Quel est votre lecture du vote favorable des 11 pays, notamment les grandes puissances comme les États-Unis, la France, le Royaume-Uni et l’Espagne ?
Le vote de la résolution 2797 permet d’affirmer une première vérité : aucun État ne s’est opposé à cette résolution qui a été adoptée par 11 voix dont trois des membres permanents du Conseil de sécurité, à savoir les États-Unis, la Grande Bretagne et la France, sachant que l’Espagne ne fait pas actuellement partie du Conseil de sécurité, en tant que membre non permanent. Comme on le sait, l’Algérie n’a pas participé au vote, ce qui montre une fuite en avant, sachant que certains alliés l’Algérie, dont l’Iran, lui ont reproché de n’avoir pas voté contre. Quant aux absentions, celles de la Russie et la Chine, on les comprend compte tenu des relations qu’ils ont aujourd’hui avec les États-Unis, en tant que «Penholder». Quant au Pakistan, ce sont des raisons liées au territoire du Cachemire qui ont motivé leur abstention. Le Pakistan, qui est en conflit avec l’Inde concernant ce territoire, ne veut pas être en contradiction avec lui-même : il a refusé d’accorder à ce territoire un statut d’autonomie et ne pouvait donc pas voter pour une résolution qui accorde ce statut au Sahara.
Dans quelle mesure la régionalisation avancée et le nouveau modèle de développement des provinces du Sud participent-ils à la consolidation de la souveraineté marocaine et sont-ils des leviers de développement de la région ?
La régionalisation avancée et le nouveau Modèle de développement constituent deux leviers importants sur le plan politique et économique. La régionalisation avancée permettra une gestion plus autonome des régions marocaines et le modèle de développement peut consolider la souveraineté marocaine, sachant que S.M. le Roi, lors de Son discours, à l’occasion de la Fête du Trône, a demandé à ce qu’il y ait un nivellement sur le plan territorial permettant un rattrapage, en matière de développement, entre les régions défavorisées et les autres.

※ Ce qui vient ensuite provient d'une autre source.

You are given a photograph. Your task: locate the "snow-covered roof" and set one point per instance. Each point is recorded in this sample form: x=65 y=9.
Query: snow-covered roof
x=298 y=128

Enfin, quels défis voyez-vous à moyen terme pour le Maroc dans la gestion de ce dossier : diplomatiques, sécuritaires, économiques ou sociaux ?
Comme je l’ai toujours dit, la Marche Verte a permis au Maroc de récupérer, de façon effective, ses provinces du Sud. La dernière résolution du 31 octobre 2025 lui a donné une légitimité juridique en décidant que toute solution au conflit du Sahara ne peut être réalisée en dehors d’une autonomie sous souveraineté marocaine. Autrement dit, aujourd’hui, le Maroc est présent dans son Sahara avec un titre de propriété, dûment acté par le Conseil de sécurité des Nations unies. Cela dit, des négociations doivent être engagées, sur la base du plan d’autonomie, que présentera le Maroc avec une actualisation par rapport au document présenté en 2007. Ce sont les résultats de ces négociations qui devront être entérinés par le Conseil de sécurité pour clore définitivement ce dossier. Ce qui veut dire qu’il faut rester vigilant sur le plan diplomatique et sécuritaire, pour résoudre des problèmes complexes comme le retour des réfugiés ou encore le démantèlement de polisario.